The fact that CSD-related mortality was higher in Severodvinsk for both men and women past working age suggests the important role of environmental as opposed to occupational health factors because there are more men working in hazardous industries than women. The level of chemical air pollution in Severodvinsk was lower than in Arkhangelsk but the environmental conditions and climate in these cities are the same. This leads us to hypothesize that increased mortality from CSD in individuals past working age residing in Severodvinsk may be associated with increased background radiation in the last decades of the 20th century and the first years of the 21st century due to environmental pollution with radioactive waste: at that time, Mironov mountain (JSC PO Sevmash), the repository for solid radioactive waste, could not provide the sufficient level of radiation safety [19].

This study demonstrates significant differences in CSDrelated mortality among working-age men between the two cities in the absence of differences in female mortality. This may indirectly indicate the role of occupational exposure to radiation. The absence of radiation emergencies at Severodvinsk nuclear facilities suggests that its nuclear workers and city dwellers were exposed to only low doses of ionizing radiation in the past. However, there are no published data on radiation monitoring in Russia before 2000, so it is impossible to infer the doses the population was exposed to at that time.

At the same time, our findings are consistent with the results of other studies. The prevalence of arterial hypertension and cerebrovascular diseases among nuclear workers is higher than across Russia in general [20, 21], whereas cancer prevalence and cancer mortality are lower. Besides, the risk of hypertension (one of the main risk factors for CSD) is heightened in people occupationally exposed to ionizing radiation. A meta-analysis of studies investigating the effect of low radiation doses on mortality conducted in 9 industrially developed countries from 1990 to 2010 revealed that the main contribution to mortality associated with prolonged exposure to low-dose radiation is made by cancer and CSD, in equal proportions [22].

As demonstrated by multiple studies, low doses of radiation received over a long time period cause oxidative and nitrosative stress accompanied by increased lipid peroxidation [1113].  Low-dose radiation does not cause specific radiationinduced disorders but instead stimulates non-cancer noncommunicable diseases, including cardiovascular disorders, that can manifest years after the exposure [6, 23, 24].

The main mechanism underlying CSD development following exposure to ionizing radiation involves damage to the blood vessel wall.

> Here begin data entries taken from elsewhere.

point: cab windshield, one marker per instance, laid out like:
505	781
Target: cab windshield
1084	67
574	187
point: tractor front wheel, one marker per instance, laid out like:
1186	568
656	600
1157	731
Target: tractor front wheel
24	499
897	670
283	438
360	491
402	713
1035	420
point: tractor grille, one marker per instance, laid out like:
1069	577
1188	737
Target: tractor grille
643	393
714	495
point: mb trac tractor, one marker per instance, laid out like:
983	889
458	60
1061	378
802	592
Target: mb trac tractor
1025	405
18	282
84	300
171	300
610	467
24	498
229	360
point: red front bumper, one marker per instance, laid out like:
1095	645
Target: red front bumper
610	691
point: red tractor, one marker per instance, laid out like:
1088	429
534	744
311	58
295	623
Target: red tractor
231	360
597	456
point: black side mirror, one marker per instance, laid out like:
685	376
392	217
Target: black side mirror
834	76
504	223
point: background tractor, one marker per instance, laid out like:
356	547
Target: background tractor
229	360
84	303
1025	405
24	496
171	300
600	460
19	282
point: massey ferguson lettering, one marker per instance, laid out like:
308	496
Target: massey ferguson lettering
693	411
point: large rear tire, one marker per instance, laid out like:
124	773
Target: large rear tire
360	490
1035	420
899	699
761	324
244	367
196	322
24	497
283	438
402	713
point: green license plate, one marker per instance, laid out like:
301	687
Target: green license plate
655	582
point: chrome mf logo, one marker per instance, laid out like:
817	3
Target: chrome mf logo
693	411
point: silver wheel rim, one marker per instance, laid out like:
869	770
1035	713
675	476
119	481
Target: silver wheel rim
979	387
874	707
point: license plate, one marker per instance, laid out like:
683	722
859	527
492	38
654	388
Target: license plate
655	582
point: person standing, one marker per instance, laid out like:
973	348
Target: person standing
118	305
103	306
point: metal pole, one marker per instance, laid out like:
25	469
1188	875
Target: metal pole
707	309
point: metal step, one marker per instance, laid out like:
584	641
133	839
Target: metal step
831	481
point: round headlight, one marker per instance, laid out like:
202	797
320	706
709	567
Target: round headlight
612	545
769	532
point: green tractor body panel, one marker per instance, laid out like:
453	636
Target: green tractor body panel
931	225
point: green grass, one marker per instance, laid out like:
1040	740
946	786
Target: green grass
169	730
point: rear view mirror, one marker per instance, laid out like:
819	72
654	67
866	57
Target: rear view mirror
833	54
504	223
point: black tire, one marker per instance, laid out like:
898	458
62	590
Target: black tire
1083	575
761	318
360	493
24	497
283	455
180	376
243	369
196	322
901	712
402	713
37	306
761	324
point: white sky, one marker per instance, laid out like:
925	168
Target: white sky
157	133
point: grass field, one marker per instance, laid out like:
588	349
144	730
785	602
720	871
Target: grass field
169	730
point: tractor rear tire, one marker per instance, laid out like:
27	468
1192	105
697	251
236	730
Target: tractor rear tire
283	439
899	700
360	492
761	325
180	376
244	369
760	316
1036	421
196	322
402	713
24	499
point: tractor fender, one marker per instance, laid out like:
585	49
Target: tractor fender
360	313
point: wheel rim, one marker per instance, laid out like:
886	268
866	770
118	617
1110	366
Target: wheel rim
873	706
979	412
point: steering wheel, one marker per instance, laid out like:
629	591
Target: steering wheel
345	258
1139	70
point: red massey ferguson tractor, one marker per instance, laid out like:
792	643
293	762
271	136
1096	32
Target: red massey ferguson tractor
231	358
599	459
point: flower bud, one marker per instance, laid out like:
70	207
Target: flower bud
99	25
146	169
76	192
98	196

Its inner layer, endothelium, participates in the regulation of vascular tone through synthesis and release of vasoactive compounds and is the most sensitive to radiation [1113].

CONCLUSIONS

Experimental and epidemiological studies conducted in the past decades have shown that prolonged exposure to low-dose ionizing radiation induces CSD; the main mechanisms underlying the detrimental effect of radiation on the cardiovascular system is oxidative and nitrosative stress, which leads to endothelial dysfunction, arterial hypertension and atherosclerosis. These pathological processes may be implicated in high mortality from CSD in Severodvinsk. It is important to continue research into the causes of increased morbidity and mortality from CSD (which is the leading cause of death in Russia) and the effects of lowdose radiation on the health of nuclear workers and other populations residing in the vicinity of hazardous radiation sites.  In order to prevent premature deaths and improve the quality of life, it would be helpful to expand prevention measures aimed at timely detection of vascular damage in individuals exposed to low doses of ionizing radiation over long periods of time or those living near hazardous radiation sites and to elucidate the potential routes of entry of radionuclides into the human body.